Asset Class Investing
Some advisors refer to investment categories, such as stocks and bonds, as asset classes. An asset class is a group of securities that has common risk, performance, and financial characteristics. For example: Common stocks of domestic companies are lumped into a major asset class. Then the class is broken into smaller categories based on capitalization (price x outstanding shares), dividend payment rates, and other financial criteria.

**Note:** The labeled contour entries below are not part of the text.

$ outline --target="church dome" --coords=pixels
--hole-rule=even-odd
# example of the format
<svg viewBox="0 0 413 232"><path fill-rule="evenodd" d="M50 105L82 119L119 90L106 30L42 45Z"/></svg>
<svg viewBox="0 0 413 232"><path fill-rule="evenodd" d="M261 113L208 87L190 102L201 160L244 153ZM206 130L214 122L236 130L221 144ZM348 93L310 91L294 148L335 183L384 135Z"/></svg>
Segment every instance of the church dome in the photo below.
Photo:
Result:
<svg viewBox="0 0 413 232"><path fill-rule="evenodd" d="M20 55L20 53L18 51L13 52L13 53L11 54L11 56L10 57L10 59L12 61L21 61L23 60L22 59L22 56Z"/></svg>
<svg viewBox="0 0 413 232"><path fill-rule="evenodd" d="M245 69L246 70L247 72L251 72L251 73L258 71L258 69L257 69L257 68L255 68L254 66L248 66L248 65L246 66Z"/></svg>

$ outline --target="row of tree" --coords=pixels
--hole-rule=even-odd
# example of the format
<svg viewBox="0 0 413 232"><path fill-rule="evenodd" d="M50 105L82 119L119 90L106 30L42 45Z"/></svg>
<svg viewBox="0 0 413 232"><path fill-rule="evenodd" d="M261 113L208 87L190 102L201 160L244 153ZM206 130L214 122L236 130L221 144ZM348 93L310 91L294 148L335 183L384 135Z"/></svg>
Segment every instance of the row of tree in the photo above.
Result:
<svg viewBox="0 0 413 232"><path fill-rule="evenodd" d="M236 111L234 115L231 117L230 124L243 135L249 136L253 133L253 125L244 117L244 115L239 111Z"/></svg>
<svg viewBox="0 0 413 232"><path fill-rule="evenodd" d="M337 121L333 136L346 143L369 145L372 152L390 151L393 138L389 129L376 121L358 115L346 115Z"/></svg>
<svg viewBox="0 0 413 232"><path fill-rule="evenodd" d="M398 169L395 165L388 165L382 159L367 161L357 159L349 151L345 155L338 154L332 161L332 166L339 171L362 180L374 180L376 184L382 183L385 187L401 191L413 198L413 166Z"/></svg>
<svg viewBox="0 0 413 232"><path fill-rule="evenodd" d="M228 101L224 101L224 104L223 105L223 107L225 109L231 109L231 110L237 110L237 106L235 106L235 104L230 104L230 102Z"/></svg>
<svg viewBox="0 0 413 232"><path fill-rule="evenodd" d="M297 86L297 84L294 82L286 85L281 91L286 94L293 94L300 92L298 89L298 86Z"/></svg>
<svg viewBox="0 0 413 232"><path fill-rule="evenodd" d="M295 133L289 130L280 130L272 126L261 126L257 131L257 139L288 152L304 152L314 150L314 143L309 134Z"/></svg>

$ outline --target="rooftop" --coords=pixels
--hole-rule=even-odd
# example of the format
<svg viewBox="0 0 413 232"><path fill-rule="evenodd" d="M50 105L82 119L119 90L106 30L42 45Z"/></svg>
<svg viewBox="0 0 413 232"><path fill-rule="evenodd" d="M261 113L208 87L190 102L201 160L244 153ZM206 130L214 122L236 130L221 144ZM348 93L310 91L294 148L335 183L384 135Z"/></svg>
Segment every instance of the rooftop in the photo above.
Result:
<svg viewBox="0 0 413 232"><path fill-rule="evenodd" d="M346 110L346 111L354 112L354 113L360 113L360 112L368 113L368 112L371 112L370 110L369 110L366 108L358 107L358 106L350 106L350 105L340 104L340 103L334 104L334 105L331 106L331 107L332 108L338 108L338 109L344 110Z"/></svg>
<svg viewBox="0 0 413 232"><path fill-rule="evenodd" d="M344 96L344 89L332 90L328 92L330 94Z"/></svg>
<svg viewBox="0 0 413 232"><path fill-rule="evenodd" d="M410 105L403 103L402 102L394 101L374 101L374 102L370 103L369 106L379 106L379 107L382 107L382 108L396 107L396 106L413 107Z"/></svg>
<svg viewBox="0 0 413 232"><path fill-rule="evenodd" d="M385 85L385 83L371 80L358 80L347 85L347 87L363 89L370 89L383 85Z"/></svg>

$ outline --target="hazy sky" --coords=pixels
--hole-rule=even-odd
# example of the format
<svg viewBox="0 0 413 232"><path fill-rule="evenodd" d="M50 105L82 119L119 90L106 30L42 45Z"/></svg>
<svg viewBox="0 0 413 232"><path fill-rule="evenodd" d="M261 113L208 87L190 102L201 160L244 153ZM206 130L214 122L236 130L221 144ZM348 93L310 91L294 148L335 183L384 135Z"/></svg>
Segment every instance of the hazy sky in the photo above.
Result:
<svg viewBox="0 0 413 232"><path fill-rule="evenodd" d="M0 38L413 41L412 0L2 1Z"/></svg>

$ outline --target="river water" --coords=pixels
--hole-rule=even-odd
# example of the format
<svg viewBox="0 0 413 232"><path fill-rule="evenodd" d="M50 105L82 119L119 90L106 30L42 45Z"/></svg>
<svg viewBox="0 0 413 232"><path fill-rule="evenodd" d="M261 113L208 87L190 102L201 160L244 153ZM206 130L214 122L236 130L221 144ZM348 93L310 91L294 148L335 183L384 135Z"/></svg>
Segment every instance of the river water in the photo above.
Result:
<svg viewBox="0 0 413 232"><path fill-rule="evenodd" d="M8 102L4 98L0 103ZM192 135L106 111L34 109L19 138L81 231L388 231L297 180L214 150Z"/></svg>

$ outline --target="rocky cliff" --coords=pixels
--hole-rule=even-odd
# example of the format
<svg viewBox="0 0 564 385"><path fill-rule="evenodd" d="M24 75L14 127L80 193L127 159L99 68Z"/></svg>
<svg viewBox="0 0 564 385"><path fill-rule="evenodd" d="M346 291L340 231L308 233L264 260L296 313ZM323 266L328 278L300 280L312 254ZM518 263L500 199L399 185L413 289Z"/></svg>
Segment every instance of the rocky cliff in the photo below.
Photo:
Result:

You might invest all of your assets in one asset class if you knew, with a high degree of certainty, that asset class will perform the best in the future. Speculators might put all of their eggs in one basket. Most investors put their eggs in multiple baskets to hedge their risk of being wrong. For example:
- High Risk: You invest 100% of your assets in small capitalization growth stocks and the category suffers severe investment losses. 100% of your assets are impacted by the loss
- Reduced Risk: You invest 10% of your assets in small capitalization growth stocks so 10% of your assets are impacted by the loss
Think of an asset class as a basket of securities. You win if you invest your assets in the right baskets. You lose if you select the wrong baskets. You invest in several baskets (see diversification) because you cannot predict the future performance of particular asset classes. This one investment decision may have more impact on your future performance than any other decision.
Select assets classes that have different performance and risk characteristics. For example, inflation may cause stocks to decrease in value and real estate equity to increase in value. The offsetting performance of stocks and real estate will reduce your financial risk of large losses.